~Mohan K Madwachar
The System Integration business was facing bigger challenges before Covid-19 itself.
- Shrinking margins
- Few OEMs accessing the customers often sharing prices, and entering into negotiations directly
- Few OEMs introducing competing partners to the stronghold customers of existing IT partners
- Several distributors limiting their Credit terms
- OEMs auto-debit policy from the Distributors
- Few Customers preferring lowest quote ignoring technical skills, and loyalty of incumbent partners
- Need to have regional offices for delivery, warehouse and local billing
Has the Covid-19 increased these Challenges to multi-fold? Well, there are a positive and negative sides of the story:
- System Integrators can remodel their pricing strategy: Reduce overheads of infrastructure and operations. Now, ‘Work From Home’ is no longer ‘bad’.
- New entrants to the System Integration business believed that low margins are good for customer acquisition. They will realize that healthy margins only can help organizations to deliver high quality services.
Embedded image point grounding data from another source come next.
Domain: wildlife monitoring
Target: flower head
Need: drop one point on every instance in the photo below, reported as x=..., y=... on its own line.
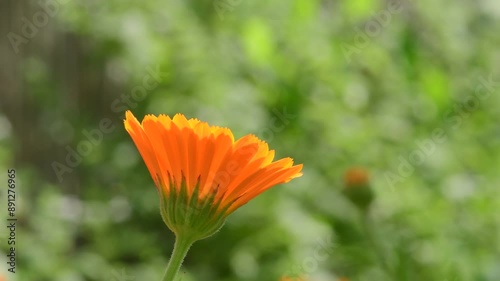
x=201, y=172
x=357, y=187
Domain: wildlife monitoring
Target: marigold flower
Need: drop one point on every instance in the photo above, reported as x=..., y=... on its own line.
x=357, y=188
x=355, y=177
x=201, y=172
- OEMs will stick to horses for long courses than dabbling with new comers
- Credit model will change
- Customer payment delays may put further pressure on the entire eco system
- Customers will go back to their time-tested partnership. They will be more open to part away with few more extra % on price
- Products will shift from heavy on-prem appliances to online, software-based, and cloud-based solutions. This will reduce the top line for sure, as well as the bottom line. But, the associated overheads of transportation, storage, insurance, handling, return materials authorization, and hardware failures will come down.
- System Integrators will be able to focus on higher value activities than doing the racking, stacking, cabling, mounting, and power-on-self-tests
- Customer will discuss more on outcome-based solutions than relying only on price or analysts’ reports
- System Integrators with high standard technical team, and who have invested on skilling their resources will come out as winners
- Supply-only IT traders will have to upskill themselves if they want to continue to compete with these established players
Customers will have to realize that their core business is ‘their core business’ and not evaluating, testing, aligning IT solutions. This part they may have to leave it to their trusted IT partners. System
Integrators, on their part, will have to gain the trust and confidence of the customers by positioning time tested solutions than experimenting with new solutions at the cost of the customers.
This phase, if I have to say, is test for ethics, values, and trust between OEMs, distributors, customers and partners.